Tantrums vs. Meltdowns

It is important as educators to use appropriate terminology whenever possible. One point of confusion for some early childhood specialists revolves around tantrums and meltdowns. While these words are often used interchangeably they actually have very different meanings.

Tantrums are either a manifestation of learned behavior or a result of built up stress. Sensory meltdowns happen when sensory input triggers an uncontrollable neurological response. Tantrums can be “stopped” even at the peak of breakdown because they are not being driven by neurology, whereas sensory meltdowns must run their course and can last several hours.



Manipulative tantrums usually start off innocently and without much deliberate thought. Adults sometimes —unconsciously— contribute to this type of tantrum by being inconsistent with rules, routines or boundaries.

Children learn to push back when our “No” is inconsistent. If whining, persisting or demanding is eventually given in to it reinforces ‘manipulative’ behavior. Manipulative tantrums tend to happen with children who learn to have their wants and needs met through unhealthy behavior.

Having established rules and age appropriate consistent routines in place can prevent manipulative tantrums. It is imperative that the expectations placed on children are within their developmental ability, otherwise frustration will ensue.


Stress tantrums may seem to come out of nowhere. They usually happen when a ‘small incident’ is a combustion point of previously built up stress, overwhelm or neglected emotions.

Tantrums aren’t limited to children… adults have them too! Have you ever had a rough night’s sleep, stressful day at work and nightmarish commute home only to walk in the door and ‘lose it’ with someone you love because you were at your breaking point? That’s what happens for children who have not yet learned how to regulate their emotions and meet their needs in healthy ways.

We can help children avoid stress tantrums by tuning in to the individual child and learning how to read their ‘overwhelm signals’ before the combustion point. Some children have bigger needs than others! Highly Sensitive Children require more support to navigate transitions and may need to be in a helper role to successfully listen. Children with a high activity level must move their bodies before they can sit still to eat or stay focused for story time.
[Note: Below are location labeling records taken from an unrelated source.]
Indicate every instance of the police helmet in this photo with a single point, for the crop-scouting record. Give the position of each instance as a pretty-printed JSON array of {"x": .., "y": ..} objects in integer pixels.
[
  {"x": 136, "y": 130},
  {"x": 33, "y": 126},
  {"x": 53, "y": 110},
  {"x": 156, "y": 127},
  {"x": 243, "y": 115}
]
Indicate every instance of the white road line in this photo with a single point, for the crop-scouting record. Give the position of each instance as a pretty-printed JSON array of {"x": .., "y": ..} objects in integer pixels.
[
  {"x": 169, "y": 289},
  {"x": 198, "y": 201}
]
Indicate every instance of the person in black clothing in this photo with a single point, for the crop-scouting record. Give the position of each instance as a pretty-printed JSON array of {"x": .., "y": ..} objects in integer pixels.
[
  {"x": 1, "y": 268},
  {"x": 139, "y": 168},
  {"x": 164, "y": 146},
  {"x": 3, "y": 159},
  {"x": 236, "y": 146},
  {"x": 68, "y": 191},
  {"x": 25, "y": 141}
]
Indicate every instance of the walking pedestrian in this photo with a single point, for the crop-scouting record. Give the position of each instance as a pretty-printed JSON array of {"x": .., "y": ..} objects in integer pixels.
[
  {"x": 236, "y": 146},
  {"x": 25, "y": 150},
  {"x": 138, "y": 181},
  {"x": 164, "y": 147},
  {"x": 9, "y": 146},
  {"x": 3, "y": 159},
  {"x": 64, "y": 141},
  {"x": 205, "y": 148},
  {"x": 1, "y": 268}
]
When we get to know a child’s unique signals we can often anticipate, change direction and prevent a tantrum before it happens.
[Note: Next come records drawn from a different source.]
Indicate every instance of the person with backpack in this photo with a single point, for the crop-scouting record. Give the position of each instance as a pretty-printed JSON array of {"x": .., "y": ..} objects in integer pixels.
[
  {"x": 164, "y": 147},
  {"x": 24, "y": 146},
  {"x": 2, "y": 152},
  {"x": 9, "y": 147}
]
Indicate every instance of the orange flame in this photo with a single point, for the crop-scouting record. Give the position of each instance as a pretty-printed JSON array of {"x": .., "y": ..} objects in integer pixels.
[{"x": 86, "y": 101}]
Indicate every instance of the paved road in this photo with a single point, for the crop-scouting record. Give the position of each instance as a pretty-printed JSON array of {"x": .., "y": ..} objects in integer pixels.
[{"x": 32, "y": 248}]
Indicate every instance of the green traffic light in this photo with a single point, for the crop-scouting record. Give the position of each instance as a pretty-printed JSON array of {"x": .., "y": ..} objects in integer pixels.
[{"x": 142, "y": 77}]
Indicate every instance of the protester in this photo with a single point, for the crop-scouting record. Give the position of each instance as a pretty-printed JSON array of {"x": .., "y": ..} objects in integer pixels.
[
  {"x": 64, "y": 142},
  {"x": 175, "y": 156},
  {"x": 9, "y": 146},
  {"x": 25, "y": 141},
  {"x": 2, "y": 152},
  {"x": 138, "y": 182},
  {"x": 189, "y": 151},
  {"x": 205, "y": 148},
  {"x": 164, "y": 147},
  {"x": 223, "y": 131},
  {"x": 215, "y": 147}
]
Sensory meltdowns happen when children have a ‘sensory overload’ experience. Each child has a different ‘tipping point.’ Children that have sensory meltdowns are wired differently — their central nervous system misinterprets sensory input. Some common sensory triggers include loud flushing or hand-dryers, bright light, yucky smells, itchy clothes/tags/seams, a ‘gross texture’, etc.

Often sensory meltdowns “look” inappropriate or unsubstantiated but it’s because that child is having a stress response. A part of the brain called the hypothalamus gets activated by the stimuli and produces a fight, flight or freezes response in the child.

When the hypothalamus is active the frontal lobe of the brain is deactivated.

This is important, because executive functioning occurs in the frontal lobe of our brain. Executive functioning is what enables us to pay attention, organize thoughts, be flexible and creative in our thinking, stay focused, plan and complete tasks, regulate emotions, and demonstrate self-control.

Another interesting note: The frontal lobe is the last part of the brain to mature and continues to develop into our mid-30’s.



Despite using all of these strategies, tantrums are inevitable. They are expected for 1 to 3 year olds and especially common for children hardwired to be intense and/or sensitive. Children who are struggling with life at home (a new baby, a move, a divorce, a death, a new step-parent, etc.) may be more prone to tantrums as their emotional stress is already heightened.

An effective approach to resolving a tantrum is to calmly say to the child that you can see s/he is upset. Offer to stay close by until s/he feels better if that feels good… with love you can continue to soothe the child… “You feel so sad right now… you won’t feel like this forever… I’ll be right here if you need me.” As you sit with the child, or stay nearby if they prefer, breathe deeply and soothe your own emotional response. When s/he feels better offer a hug if it feels appropriate. Continue encouraging the child to shift their focus towards things that feel better ~ suggest an activity that they’d like to engage in. “Would you like to read a book together? Maybe we should play with play dough now…?”

When a child has a sensory meltdown safety comes first! If possible, remove the offending input. This will not necessarily stop the meltdown. (Here’s the main difference from a tantrum — kids who have tantrums can rebound, kids who have sensory meltdowns cannot.) Try to use as few words as possible. You may want to wait until the child exhibits calm behavior before getting close.

The best thing you can do to help these children learn to develop self-regulation skills is to be a model of healthy self-regulation yourself. Practice your own deep breathing and self-soothing as you help them navigate their tantrums and meltdowns. Realizing that they are legitimately struggling can change the way we interpret their breakdowns so we can respond with wisdom and patience.